Magazine Cinéma
On pourrait l’oublier devant les accents comiques du prologue, mais Reality est bien vite rattrapé par le réel, justement. Par tout ce que ce dernier contient de sinistre et de triste. Au départ, il y a Luciano, poissonnier napolitain grande gueule et son clan de freaks italiens. Ils parlent tous trop fort, arborent leurs bourrelets et leur sans-gêne sur les bords des piscines, dans les halls des centres commerciaux. L’air de rien, le cinéaste Matteo Garrone dessine un portrait très ironique de la classe modeste italienne, des beaufs un peu patauds, adeptes du consumérisme et des shows télé sans cervelle. Bien vite, la tendresse éprouvée à leur égard se mue en compassion gênée.
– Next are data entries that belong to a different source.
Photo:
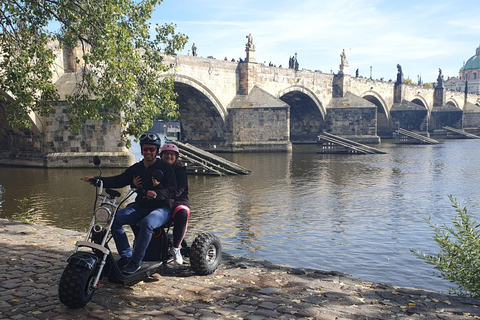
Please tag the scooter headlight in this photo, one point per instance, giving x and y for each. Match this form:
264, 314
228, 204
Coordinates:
102, 214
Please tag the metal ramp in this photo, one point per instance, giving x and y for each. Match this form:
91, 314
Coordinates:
199, 161
408, 137
452, 132
331, 144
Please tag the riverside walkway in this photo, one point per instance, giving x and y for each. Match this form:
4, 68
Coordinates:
33, 258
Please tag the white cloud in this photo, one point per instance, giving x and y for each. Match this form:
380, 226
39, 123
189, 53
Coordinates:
423, 37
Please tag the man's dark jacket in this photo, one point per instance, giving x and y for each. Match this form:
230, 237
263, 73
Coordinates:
164, 193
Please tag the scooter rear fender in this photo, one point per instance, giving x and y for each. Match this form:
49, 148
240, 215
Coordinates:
83, 259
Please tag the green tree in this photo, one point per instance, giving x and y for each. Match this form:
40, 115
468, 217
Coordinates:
459, 256
121, 61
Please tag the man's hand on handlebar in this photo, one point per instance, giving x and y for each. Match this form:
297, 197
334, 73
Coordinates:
89, 179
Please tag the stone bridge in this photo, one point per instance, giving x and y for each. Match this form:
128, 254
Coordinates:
250, 106
246, 106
Bien vite encore, on perçoit toute l’ambition de Garrone : dénoncer la fascination malsaine exercée par la télé-poubelle. Son arme ? Le cinéma. De grands travellings classieux. De majestueux plans séquences travaillés. Des images qui frappent l’esprit (le travestissement initial de toute beauté en écho aux supercheries du monde du spectacle et déjà annonciateur des désillusions à venir), et, un rire final comme la plainte amère d’un animal blessé et qui hante longtemps après la projection. Tout commence par un casting anodin à l’émission de télé réalité ‘Grande Fratello’ auquel participe le patriarche, charismatique, animal, incarné par le taulard Aniello Arena. Dès lors que le projecteur se retrouve braqué sur lui, la mécanique humoristique déraille. Place aux grincements de dents et au show de la folie. Garrone, via la lente descente aux enfers du héros, n’a plus qu’une idée en tête: dresser le portrait au vitriol d’une société obsédée par ses fantasmes de reconnaissance et de gloire.
Le père impeccable des prémisses se transforme, à mesure que se déroule le récit, en proie contemporaine: la quête de la célébrité et de l’argent facile dévorant chair, cerveau, espoirs et libre arbitre. Parce que personne ne le rappelle pour participer à l’émission de télé réalité, le mec devient parano, sombre dans le déni, ne trouve plus aucun sens à vivre si ce n’est pas face caméra. On comprend mieux, à la fin, pourquoi Garrone a tant étalé sa séquence d’exposition où les personnages, plein de gouaille et d’énergie, balancent de la vie grandeur nature sur la pellicule. Parce qu’il s’agit par la suite d’exposer clairement un contraste : la télé, c’est la mort de l’art, mais aussi la mort de l’être, dans son entièreté. Ces filles et ces garçons, filmés 24/24 dans l’émission télé, sont des non êtres. Des spectres vidés de toute substance. S’ils existent, c’est via les regards posés sur eux. Via ces yeux qui viennent nourrir la bêtise d’un non spectacle, de la non action. Garrone passe de la tranche de vie follement italienne au désespoir le plus total. Le film passe, la famille trépasse. Les cris bruyants des débuts font place aux silences les plus glaciaux. In fine, il n’y a plus rien à dire, il n’y a plus qu’à rire, jusqu’à la déraison totale, du grotesque de la situation. Reality, ce n’est pas que l’histoire d’un homme qui pète un plomb mais un miroir tendu à la vacuité humaine, lorsqu’hommes et femmes préfèrent aux folles étincelles de la vie, les écrans froids de leur télévision. Il faut le voir Luciano, à la fin, en fantôme-hagard, trôner au milieu de sa solitude. Dépossédé de toute humanité. Propulsé en enfer.